RESULTS OF DECISION POINT TWO

  • Client returns to clinic in four weeks
  • Client returns today even groggier than the last time but his pain is under better control with a current pain level of 5 out of 10
  • Client is complaining of problems getting an erection but states “at least I am not in as much pain. I wish I wasn’t so tired all the time.” The lancinating pain down his right leg is less frequent and not as intense or of the same duration as it was on his last appointment. He doesn’t know if there is anything you can give him to wake him up. If it wasn’t for the grogginess, he thinks he could live with this pain level

Decision Point Three

Select what you should do next:

 

Add on Nuvigil (armodafinil) 150 mg orally in the MORNING

Reduce dose of Neurontin to 300 mg at bedtime over the next 3 weeks through dose de-escalation strategies. Change the Celexa 40 mg to Prozac (fluoxetine) 40 mg orally daily and escalate dose as needed for pain control by 20 mg once every 3 weeks to a max of 80 mg daily

 

Discontinue the Celexa. Continue the Neurontin but reduce daily dose by 600 mg (reduce morning and afternoon dose to 600 mg and continue bedtime dose of 900 mg)

Decision Point Three

 

Reduce dose of Neurontin to 300 mg at bedtime over the next 3 weeks through dose de-escalation strategies. Change the Celexa 40 mg to Prozac (fluoxetine) 40 mg orally daily and escalate dose as needed for pain control by 20 mg once every 3 weeks to a max of 80 mg daily

Guidance to Student

The addition of a stimulant (Nuvigil) is never a good option in clients when the drowsiness is the result of a medication side effect. Only in select cases is this a good treatment modality. Since the Neurotin is the most likely cause of the grogginess/drowsiness, a reduction in dose is a good option to help with this side effect. Although Neurontin is markets for neuropathic pain, many clients will tell you that it doesn’t “seem” to work. The expectation of pain management must be laid out before treatment begins and that expectation must be a focus on reduction as opposed to elimination with an increase in daily function. When changing from one therapy to another within the same class (such as Celexa to Prozac), you can discontinue one medication and substitute with another at a higher than normal starting dose. This is an additional switching strategy as compared to a cross-taper (decrease dose of one medication as doses of the new medication are escalated). A valuable less at the close of this case is that sometimes there are no good options, just better versions of bad options. In any event, the one therapy that would not be considered a good therapeutic decision would be the addition of a stimulant to treat the side effect. The other two options could be equally efficacious depending on the client (interclient variability) and could therefore be good choices in this scenario.

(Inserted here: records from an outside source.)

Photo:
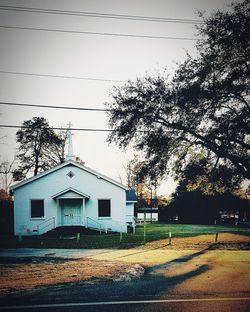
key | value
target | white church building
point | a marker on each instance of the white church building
(71, 194)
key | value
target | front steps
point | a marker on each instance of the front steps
(67, 231)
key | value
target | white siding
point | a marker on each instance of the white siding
(57, 181)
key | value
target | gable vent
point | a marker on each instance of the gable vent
(70, 174)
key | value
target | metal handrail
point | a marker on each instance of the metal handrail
(100, 225)
(50, 219)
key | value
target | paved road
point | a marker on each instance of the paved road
(152, 287)
(176, 305)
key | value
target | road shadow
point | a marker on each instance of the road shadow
(152, 285)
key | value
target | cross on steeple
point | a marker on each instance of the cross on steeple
(70, 155)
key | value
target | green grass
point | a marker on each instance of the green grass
(154, 231)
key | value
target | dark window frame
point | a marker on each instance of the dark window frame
(104, 208)
(37, 212)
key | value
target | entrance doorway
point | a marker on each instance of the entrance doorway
(71, 210)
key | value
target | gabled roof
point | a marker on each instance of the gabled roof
(64, 164)
(72, 190)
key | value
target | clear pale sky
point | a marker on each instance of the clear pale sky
(89, 56)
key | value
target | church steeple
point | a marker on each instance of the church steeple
(70, 155)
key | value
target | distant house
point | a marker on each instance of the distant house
(149, 213)
(71, 194)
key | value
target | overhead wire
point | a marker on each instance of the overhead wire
(61, 128)
(58, 76)
(96, 33)
(100, 15)
(54, 106)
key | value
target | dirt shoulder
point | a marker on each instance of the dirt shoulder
(228, 266)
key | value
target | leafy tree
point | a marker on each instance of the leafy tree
(40, 147)
(204, 107)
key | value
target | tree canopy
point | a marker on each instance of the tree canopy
(204, 108)
(40, 147)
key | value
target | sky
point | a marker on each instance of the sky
(101, 61)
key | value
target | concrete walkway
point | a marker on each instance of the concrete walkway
(50, 253)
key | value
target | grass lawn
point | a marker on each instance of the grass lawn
(153, 231)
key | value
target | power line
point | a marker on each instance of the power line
(63, 128)
(54, 106)
(58, 76)
(101, 15)
(97, 33)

Write a 1- to 2-page summary paper that addresses the following:

  • Briefly summarize the patient case study you were assigned, including each of the three decisions you took for the patient presented.
  • Based on the decisions you recommended for the patient case study, explain whether you believe the decisions provided were supported by the evidence-based literature. Be specific and provide examples. Be sure to support your response with evidence and references from outside resources.
  • What were you hoping to achieve with the decisions you recommended for the patient case study you were assigned? Support your response with evidence and references from outside resources.
  • Explain any difference between what you expected to achieve with each of the decisions and the results of the decision in the exercise. Describe whether they were different. Be specific and provide examples.